Retailtainment, the concept that combines shopping and entertainment, is set to become increasingly important in the Polish retail market. In the near future, it will become a key component for both owners and retail operators. Investments in retailtainment projects have so far been more prevalent in Western Europe, but a growing number of stores in this part of Europe are already developing event spaces, fitness activities, or café zones within what were previously traditional retail areas.

“We expect further evolution in tenant mixes and stronger activity from owners seeking attractive brands that align with the latest trends and changing customer shopping habits. At the same time, in response to consumers’ price sensitivity, we also expect further development of value concepts, which are interested not only in retail parks but also in shopping centres, creating potential benefits for both sides. Popular value retailers are often very strong footfall generators,” adds Anna Wysocka of CBRE.

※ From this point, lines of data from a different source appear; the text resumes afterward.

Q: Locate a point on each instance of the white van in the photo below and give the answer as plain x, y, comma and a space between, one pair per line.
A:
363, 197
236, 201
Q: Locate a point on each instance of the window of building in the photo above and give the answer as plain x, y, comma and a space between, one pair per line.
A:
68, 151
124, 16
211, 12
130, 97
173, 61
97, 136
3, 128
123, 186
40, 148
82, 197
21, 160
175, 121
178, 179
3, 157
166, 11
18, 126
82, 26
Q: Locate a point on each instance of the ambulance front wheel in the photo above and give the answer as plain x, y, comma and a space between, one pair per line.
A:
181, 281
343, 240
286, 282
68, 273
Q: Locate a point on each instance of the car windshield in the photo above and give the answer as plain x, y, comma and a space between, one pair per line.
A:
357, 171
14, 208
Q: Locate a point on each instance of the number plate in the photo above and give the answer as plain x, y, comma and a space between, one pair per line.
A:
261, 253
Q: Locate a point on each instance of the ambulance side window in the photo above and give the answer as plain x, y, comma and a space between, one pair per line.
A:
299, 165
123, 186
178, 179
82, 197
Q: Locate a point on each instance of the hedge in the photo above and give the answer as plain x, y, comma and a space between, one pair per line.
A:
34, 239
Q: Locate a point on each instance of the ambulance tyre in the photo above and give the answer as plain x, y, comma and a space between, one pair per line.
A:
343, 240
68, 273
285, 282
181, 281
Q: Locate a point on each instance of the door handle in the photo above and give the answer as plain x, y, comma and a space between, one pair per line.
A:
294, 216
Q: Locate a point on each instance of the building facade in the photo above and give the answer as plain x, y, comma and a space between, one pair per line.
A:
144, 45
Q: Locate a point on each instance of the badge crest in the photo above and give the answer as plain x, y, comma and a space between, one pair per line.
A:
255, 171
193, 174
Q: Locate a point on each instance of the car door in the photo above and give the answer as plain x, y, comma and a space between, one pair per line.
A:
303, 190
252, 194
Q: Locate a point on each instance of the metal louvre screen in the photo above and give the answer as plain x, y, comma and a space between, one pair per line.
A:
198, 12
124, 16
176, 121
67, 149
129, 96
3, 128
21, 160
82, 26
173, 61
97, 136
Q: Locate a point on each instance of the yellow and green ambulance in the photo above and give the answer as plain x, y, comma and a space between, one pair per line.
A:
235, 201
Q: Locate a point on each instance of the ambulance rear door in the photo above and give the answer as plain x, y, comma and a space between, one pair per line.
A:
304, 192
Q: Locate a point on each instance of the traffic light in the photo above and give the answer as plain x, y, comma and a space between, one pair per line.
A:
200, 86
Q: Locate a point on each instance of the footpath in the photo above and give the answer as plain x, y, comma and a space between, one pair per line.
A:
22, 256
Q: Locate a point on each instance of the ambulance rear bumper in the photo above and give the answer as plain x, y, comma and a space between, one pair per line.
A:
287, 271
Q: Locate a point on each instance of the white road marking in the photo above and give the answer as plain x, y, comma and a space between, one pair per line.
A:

The future of retail parks

Retail parks will continue to dominate the structure of new annual retail supply in Poland for at least the next two years. At the same time, following the first major wave of these developments in 2020, the coming years may bring a reassessment among tenants of the profitability of individual locations, which could lead to optimisation measures in the near future. In 2025, retail park transactions accounted for around 55% of the total retail investment volume in Poland, whereas in 2019 their share did not exceed 10%, which demonstrates how attractive the retail park format has become for investors.

“Sustained strong interest in retail parks will continue to shape the market in 2026. At the same time, we will see an increasingly selective approach among developers, investors, and tenants alike. On the other hand, it can be assumed that the group of tenants expanding in retail parks will remain stable, and that tenants will increasingly consider locations in ever smaller urban centres,” says Anna Wysocka of CBRE.

CBRE (Coldwell Banker Richard Ellis) is an international advisory firm operating in the commercial real estate sector, with headquarters in Dallas, USA. Its origins date back to 1906 in San Francisco. Today, CBRE is one of the world’s largest companies providing services in investment advisory, brokerage, property management, and asset valuation.

The company operates in more than 100 countries, serving investors, developers, owners, and tenants of office, retail, warehouse, and industrial properties. CBRE is listed on the New York Stock Exchange (NYSE) and ranks among the leading players in the global commercial real estate market, including in Poland, where it has been active since the 1990s.